Additionally, the Apache 503 error on the website was intermittent. Mostly, a reload in the browser made the website working again.
How we fixed Apache 503 error
Now, we’ll see how our Support Engineers found the real reason for the service unavailable error and fixed it. This involved multiple steps and let’s see each of them in detail.
1. Checking logs
As always, we began by checking the logs. The error was Apache related. Obviously, the right place was to check the Apache log files at /usr/local/apache/logs. We searched the apache access and error logs with the problem domain name. And, we could see detailed errors related to the website user in the logs as :
[Wed Mar 13 07:37:32.473096 2019] [fcgid:warn] [pid 14628] [client 40.xx.xx.103:5181] mod_fcgid: can't apply process slot for /home/abc/fcgi-bin/php5.fcgi
Additionally, the logs were showing these messages:
[Thu Mar 21 07:02:23.056338 2019] [fcgid:warn] [pid 24842] mod_fcgid: process 10087 graceful kill fail, sending SIGKILL
[Thu Mar 21 07:02:23.056353 2019] [fcgid:warn] [pid 24842] mod_fcgid: process 10083 graceful kill fail, sending SIGKILL
2. Tweaking PHP FCGI parameters
Luckily, in this case the logs gave enough hints about the underlying cause of the Apache 503 error.
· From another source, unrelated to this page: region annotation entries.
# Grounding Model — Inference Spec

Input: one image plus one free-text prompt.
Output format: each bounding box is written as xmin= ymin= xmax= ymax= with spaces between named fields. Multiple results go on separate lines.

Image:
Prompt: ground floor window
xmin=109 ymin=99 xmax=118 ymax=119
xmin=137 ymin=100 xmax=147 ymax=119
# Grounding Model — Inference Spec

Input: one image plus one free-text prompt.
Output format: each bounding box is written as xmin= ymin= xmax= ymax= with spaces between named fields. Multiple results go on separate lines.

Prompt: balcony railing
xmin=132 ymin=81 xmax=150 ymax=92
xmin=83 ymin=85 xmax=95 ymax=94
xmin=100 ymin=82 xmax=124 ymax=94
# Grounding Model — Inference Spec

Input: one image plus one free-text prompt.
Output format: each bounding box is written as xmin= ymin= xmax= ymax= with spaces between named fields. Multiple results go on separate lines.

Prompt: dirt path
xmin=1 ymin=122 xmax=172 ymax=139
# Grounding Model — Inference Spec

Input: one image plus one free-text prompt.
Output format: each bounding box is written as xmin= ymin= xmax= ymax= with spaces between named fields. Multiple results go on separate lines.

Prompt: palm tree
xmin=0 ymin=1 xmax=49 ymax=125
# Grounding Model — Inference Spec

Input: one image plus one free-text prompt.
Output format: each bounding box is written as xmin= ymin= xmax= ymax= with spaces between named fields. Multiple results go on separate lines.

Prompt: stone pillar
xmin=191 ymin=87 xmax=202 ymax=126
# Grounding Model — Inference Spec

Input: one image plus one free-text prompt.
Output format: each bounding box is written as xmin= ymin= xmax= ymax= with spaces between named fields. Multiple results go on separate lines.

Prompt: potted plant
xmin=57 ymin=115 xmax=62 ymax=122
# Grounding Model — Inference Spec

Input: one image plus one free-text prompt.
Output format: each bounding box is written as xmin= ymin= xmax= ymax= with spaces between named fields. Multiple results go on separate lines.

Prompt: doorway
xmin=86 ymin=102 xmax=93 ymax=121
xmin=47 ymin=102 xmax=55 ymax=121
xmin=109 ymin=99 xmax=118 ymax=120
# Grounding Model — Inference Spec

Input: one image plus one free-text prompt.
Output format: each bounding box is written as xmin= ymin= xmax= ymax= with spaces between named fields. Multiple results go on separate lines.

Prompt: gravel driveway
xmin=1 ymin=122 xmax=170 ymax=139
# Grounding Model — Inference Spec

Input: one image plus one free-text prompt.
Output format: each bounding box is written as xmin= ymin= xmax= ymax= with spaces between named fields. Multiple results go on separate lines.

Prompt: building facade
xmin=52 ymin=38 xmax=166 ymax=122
Firstly, we began with tweaking the FCGI parameters of the website. In simple terms, FastCGI is a method for connecting interactive programs with a Apache web server. Apache allows setting Fastcgi limits for each website. Therefore, we increased the parameter “FcgidMaxRequestsPerProcess” value to 500. Additionally, we tweaked related FastCGI parameters too. And, the final configuration file for the website looked as shown below.
IdleTimeout 3600
ProcessLifeTime 7200
IPCConnectTimeout 8
IPCCommTimeout 600
BusyTimeout 300
MaxRequestLen 15728640
FcgidMaxRequestsPerProcess 500
Again, these values depend on the amount of server resources available for Apache. With a web server restart, we could solve the 503 error and make the website working. However, since the issue was intermittent, we kept on monitoring the website. For this, our Dedicated Engineers configured automatic alerts too. Thus, it helps us to check the server at the time of error.
3. Tweaking Apache
The website was working again. But, that was not enough. We wanted to give a complete solution to the customer. The server logs showed performance issues in Apache. And, that’s why, we suggested customer to change the Multi Processing Module (MPM) of the Apache server too.
The solution was to switch Apache MPM from Prefork to Worker. Prefork is a less efficient MPM. But, the change in MPM is a major web server configuration change, and removes Apache from owning PHP requests. Instead, it needs a separate service named FPM to handle PHP.
Unfortunately, these changes come with a risk of website application failing to work properly with new apache environment of “worker”. Therefore, we scheduled the Apache change in a way that there was enough time to plan things ahead. We made customer check with the website developers of each website about the change in the server environment.
Finally, our Support Engineers proceeded with the task to change Apache MPM to worker at off peak hours. Thus, we could minimize the business impact on the websites. Luckily, the change did not take much time and sites started loading fine.
4. Monitoring Websites
Doing major changes on the Apache web server can have impact on websites. That’s where website monitoring helps. Our Dedicated Engineers kept the server on our watch list and ensured that the server is performing up to the mark. This involves monitoring the server resources, Apache memory usage, etc. on the peak hours as well.
Additionally, we always do load testing on Apache servers to foresee the server performance well in advance.
[Is your Apache websites showing up 503 errors? We can fix it for you.]
Conclusion
In short, Apache 503 error happens mainly when there are problems at the web server settings. But, as 503 error occurs intermittently, the fix can be tricky. Today, we saw how our Support Engineers nailed down the exact reason for Apache 503 error and fixed it for a customer in production server.